Are you a hedgehog or a fox? Hedgehogs see what is essential and ignore the rest. They simplify a complex world into a single organizing idea, a basic principle or concept that unifies and guides everything. Foxes pursue many ends at the same time, “they are scattered or diffused, moving on many levels.” You can easily see which one tends to get the job done when the day, month or year comes to an end. The Hedgehog Concept centers on the intersection of three circles with the following ideas: 1) What you can be the best in the world at, 2) What drives your economic engine (For us this might translate into what we would do even if we didn’t get paid for it.), and 3) What you are deeply passionate about.
Mr. Collins and his group found that discipline was an important factor in the good to great companies. Does that sound familiar to our message of making disciples? A disciplined group does not imply that they have a dictator or strict disciplinarian for a leader. Discipline was an inherent quality of those chosen “to ride the bus.” Disciplined people plus disciplined thought equals disciplined action. They learned that “stop doing” lists were just as important as “to do” lists. The real question is, once you know the right thing, do you have the discipline to do the right thing and, equally important, to stop doing the wrong things?
Good to great companies think differently about technology. When used right, technology becomes an accelerator of momentum, not a creator of it. Eighty percent of the companies interviewed didn’t even mention technology as one of the top five factors in the transition from good to great. No technology can make you a Level 5 Leader or a great company. If the technology fits your Hedgehog Concept, then use it. If not, the technology will not help you reach your goals.
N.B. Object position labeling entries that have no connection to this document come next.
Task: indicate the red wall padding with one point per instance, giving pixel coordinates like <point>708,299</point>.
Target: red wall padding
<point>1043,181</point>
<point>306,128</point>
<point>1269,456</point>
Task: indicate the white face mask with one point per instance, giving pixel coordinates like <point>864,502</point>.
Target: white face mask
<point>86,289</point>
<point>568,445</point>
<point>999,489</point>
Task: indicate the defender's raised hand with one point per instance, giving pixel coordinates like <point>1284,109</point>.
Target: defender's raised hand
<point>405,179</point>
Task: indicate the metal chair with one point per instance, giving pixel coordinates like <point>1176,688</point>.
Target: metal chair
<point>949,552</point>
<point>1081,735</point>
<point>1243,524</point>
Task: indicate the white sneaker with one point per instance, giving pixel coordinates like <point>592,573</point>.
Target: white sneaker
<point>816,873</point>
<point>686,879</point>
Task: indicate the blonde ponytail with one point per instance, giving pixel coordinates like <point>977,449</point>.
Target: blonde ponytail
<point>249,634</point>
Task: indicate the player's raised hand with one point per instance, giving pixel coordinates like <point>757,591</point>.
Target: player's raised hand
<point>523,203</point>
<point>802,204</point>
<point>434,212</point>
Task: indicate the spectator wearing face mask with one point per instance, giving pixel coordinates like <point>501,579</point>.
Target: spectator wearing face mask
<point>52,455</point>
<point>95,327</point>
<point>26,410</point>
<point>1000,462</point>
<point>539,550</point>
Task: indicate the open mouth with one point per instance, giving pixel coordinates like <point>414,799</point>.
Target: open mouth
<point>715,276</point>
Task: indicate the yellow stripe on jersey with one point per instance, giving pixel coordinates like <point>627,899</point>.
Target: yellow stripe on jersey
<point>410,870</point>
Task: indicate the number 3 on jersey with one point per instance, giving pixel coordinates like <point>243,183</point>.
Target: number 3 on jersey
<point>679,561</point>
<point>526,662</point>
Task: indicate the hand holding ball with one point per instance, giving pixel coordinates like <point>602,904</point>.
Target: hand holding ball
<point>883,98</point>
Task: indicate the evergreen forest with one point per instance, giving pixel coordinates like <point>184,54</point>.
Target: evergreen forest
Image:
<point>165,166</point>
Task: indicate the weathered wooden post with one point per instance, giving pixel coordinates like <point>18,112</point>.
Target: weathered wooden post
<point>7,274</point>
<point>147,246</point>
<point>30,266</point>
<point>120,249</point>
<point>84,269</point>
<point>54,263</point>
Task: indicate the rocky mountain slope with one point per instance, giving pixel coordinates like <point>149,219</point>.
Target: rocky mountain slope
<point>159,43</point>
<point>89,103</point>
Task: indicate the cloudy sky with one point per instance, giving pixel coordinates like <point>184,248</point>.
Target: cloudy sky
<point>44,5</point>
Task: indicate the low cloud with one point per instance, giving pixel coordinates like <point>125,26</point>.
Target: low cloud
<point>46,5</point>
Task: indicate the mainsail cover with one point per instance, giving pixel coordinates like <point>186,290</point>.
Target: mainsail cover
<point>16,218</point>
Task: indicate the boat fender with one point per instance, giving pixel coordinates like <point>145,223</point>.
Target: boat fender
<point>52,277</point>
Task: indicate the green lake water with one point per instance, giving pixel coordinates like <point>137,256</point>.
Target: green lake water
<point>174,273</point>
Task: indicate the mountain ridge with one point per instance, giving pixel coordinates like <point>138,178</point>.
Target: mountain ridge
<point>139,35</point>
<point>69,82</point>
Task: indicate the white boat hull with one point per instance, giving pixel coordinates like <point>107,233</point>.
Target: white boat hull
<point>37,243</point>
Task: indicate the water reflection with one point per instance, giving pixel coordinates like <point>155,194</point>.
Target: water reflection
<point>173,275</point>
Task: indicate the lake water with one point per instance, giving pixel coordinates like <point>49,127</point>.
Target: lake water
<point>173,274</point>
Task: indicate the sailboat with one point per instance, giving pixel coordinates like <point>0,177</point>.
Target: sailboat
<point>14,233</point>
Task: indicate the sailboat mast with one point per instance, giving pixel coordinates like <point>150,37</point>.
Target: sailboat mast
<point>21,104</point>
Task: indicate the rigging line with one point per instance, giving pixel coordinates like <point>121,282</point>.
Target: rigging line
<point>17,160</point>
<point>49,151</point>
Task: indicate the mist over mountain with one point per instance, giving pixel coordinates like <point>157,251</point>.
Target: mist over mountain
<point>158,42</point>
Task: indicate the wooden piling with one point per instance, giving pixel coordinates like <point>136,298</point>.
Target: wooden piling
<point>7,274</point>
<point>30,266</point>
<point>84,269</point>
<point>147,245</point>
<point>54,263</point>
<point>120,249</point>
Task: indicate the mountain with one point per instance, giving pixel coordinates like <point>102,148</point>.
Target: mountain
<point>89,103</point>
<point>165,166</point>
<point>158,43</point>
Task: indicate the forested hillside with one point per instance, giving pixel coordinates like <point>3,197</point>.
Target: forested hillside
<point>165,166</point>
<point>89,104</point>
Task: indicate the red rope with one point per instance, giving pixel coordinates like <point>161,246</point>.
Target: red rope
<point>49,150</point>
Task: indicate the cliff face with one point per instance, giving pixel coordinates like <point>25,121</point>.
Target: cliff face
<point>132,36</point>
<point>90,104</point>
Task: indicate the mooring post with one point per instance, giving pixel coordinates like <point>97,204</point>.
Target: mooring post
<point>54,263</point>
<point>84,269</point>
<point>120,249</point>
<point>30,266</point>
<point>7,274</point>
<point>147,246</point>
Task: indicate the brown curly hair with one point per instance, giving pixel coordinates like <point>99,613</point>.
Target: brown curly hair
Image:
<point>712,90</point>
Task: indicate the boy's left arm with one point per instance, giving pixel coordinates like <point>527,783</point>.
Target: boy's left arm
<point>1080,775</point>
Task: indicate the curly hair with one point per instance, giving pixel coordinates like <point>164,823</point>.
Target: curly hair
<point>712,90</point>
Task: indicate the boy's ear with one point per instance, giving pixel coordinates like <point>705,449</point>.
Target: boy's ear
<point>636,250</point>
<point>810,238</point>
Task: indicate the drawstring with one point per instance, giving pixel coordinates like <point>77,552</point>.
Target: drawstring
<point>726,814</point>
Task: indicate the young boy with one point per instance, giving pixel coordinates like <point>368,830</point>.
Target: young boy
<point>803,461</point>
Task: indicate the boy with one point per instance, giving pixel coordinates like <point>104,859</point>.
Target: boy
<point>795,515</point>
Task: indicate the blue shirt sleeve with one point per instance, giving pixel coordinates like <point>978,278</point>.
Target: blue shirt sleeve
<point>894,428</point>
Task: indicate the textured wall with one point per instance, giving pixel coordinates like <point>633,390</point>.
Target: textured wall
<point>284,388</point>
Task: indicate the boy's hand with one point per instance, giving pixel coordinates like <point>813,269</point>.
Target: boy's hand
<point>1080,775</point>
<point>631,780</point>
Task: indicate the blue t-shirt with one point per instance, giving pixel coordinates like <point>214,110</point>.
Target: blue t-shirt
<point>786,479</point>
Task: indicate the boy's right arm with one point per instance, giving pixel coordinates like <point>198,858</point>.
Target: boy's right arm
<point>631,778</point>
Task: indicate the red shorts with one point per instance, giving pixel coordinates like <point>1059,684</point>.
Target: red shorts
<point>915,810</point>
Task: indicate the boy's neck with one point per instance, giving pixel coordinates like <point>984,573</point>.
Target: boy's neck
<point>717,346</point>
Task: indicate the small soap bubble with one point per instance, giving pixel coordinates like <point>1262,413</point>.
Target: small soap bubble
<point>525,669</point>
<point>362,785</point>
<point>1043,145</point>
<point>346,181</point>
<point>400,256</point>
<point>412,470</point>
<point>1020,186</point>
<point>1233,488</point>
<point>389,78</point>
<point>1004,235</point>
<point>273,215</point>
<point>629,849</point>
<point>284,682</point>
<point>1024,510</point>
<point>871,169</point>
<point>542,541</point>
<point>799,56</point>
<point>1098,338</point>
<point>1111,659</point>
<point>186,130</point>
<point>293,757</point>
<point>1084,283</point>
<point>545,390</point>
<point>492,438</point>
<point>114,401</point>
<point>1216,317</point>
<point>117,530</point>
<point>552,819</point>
The Flywheel Concept captures the overall feel of what it was like inside the companies as they went from good to great. Those on the outside might see only one important moment or transformation, whereas those on the inside see the change like a heavy flywheel that is difficult to move. In the beginning every movement requires a lot of energy and effort. The “buildup” stage is when many give up. However, the “breakthrough” will come if we persist. There was no miracle moment, but a process that over time resulted in a great company. We know that God can give us a “miracle moment”, but even then this is usually in response to long-time persistence and obedience. Once the flywheel is in motion, it requires little effort to keep it moving. They learned that under the right conditions, the problems of commitment, alignment, motivation, and change just melt away. They largely take care of themselves.
To make the list of good to great, the company had to have reached and maintained an exceptional sustained growth for a minimum of 15 years. This was in contrast to many companies who reached exceptional growth, but could not maintain it. Most of the great companies continued the sustained growth even after the acclaimed CEO (missionary?) was no longer on the scene.
If you have read to this point, you are probably already a Level 5 Leader or a good candidate to become one. You can find this book at your local favorite bookstore or at Amazon.com if you are interested in obtaining your own copy. Be sure and mention my name so that I get my cut! I don’t have great news for you if you want a copy for your Spanish-speaking friends. I do know that the title is: Empresas que Sobresalen. The price I found on the internet was $83.95! Go figure.